Note from Polly: I wrote and published this post about three months ago and the topic has stuck with me. Savoring is the difference between living boldly in color, or fading to black and white. It’s a way of being in the world. A simple little thing that makes it better. When I think about moving into the New Year, I think about wanting to savor my moments more. To really experience them. This piece might help you do the same.
Happy New Year.
Want to feel better? Then savor the moment.
Learning to appreciate the good things in life not only causes the good feelings to linger, but it also builds resilience that will help buffer you against the bad, according to research by Fred Bryant, social psychologist at Loyola University, Chicago, and others.
Savoring isn’t all that tough to do, but it does require us to slow down a bit and notice the moment at hand. Here are five ways to do it.

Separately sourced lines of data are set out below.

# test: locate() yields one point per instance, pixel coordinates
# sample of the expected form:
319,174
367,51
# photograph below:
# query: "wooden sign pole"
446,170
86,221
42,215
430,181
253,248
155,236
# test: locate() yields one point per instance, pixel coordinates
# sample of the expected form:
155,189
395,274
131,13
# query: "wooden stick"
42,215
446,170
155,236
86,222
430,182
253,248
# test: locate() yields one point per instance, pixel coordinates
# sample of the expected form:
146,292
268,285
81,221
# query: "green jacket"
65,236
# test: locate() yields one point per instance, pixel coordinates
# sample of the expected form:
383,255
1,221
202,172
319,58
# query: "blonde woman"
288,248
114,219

1. Stop and enjoy. Next time you take a sip of water, savor the experience of the liquid rolling down your throat. Become mindful when you open a piece of chocolate or watch your child dance or give someone a hug. Neuropsychologist Rick Hanson suggests you take a good 15 seconds to enjoy the moment. That way you absorb the positive energy and hang on to the good feelings a bit longer. Next time you experience a good feeling, stop and let it settle in.

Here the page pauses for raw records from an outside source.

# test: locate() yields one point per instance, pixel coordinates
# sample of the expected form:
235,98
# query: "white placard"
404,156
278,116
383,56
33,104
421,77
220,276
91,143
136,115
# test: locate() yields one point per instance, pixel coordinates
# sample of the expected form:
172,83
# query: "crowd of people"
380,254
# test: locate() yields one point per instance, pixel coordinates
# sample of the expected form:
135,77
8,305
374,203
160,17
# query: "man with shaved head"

2. Use all your senses. It is so easy to go through life relying on our vision or hearing. Instead, challenge yourself to experience life with all five senses – or even six if you’re willing to pay attention to your intuitive feelings. When you eat, feel the texture of the food, smell its aroma, see it, hear the sound as it cooks or you move it around your plate, and by all means taste it. When you head to the gym for a workout, experience it with your eyes, ears, nose, touch, and taste (Cool water at the gym, salty perspiration on your lips?). When you tap into your senses you find more moments to savor.
3. Go with gratitude. This can really boost any moment and it’s a way into savoring the good stuff. When you recall the things you are grateful for before bed at night, or say a short grace before a meal or even share gratitude with others by saying aloud what you appreciate about them you will connect to the good things in life. Then, remember to pause a bit and let them settle in.

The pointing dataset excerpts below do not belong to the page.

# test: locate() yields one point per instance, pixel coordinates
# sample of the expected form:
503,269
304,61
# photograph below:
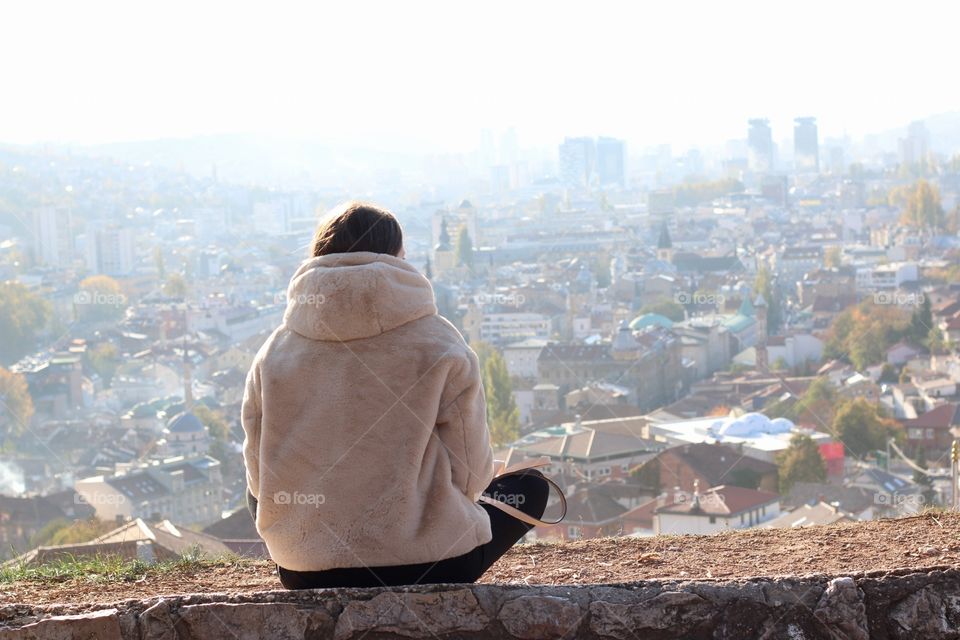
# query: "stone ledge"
896,605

4. Do one thing each day that you love to do. Our schedules get so busy with things we think we ought to do, that we forget to do the things we are passionate about. Take 15 minutes each day to enjoy your passion. Sit in the quiet. Cook a recipe you love. Read a good book. Go for a hike on a wooded path. Do something that inspires and moves you into flow, where you become so engaged you lose all track of time. Then, when you are present in that moment, allow yourself to fully enjoy it. Engage those good feelings, savor them, and each day do something that ignites them.
5. Look for the positive. When you consciously look for uplifting, inspiring, beautiful things in life two things happen: you’re bound to see more of them and you’ll feel a swell of positive emotion. When we get curious, and we become seekers of positive experience you’ll have more positive experiences to savor and this breeds happiness.
When you become practiced at savoring life, your brain actually begins to adapt in a way that helps you find more positive in amid negative events. In this way negative circumstances become diffused — they don’t weigh as heavy – and you are able to find some meaning and possibility within the difficulties. This builds resilience. And it’s just a plain easier way to live. Savoring allows you to amp up the goodness in the moment and within all those to come.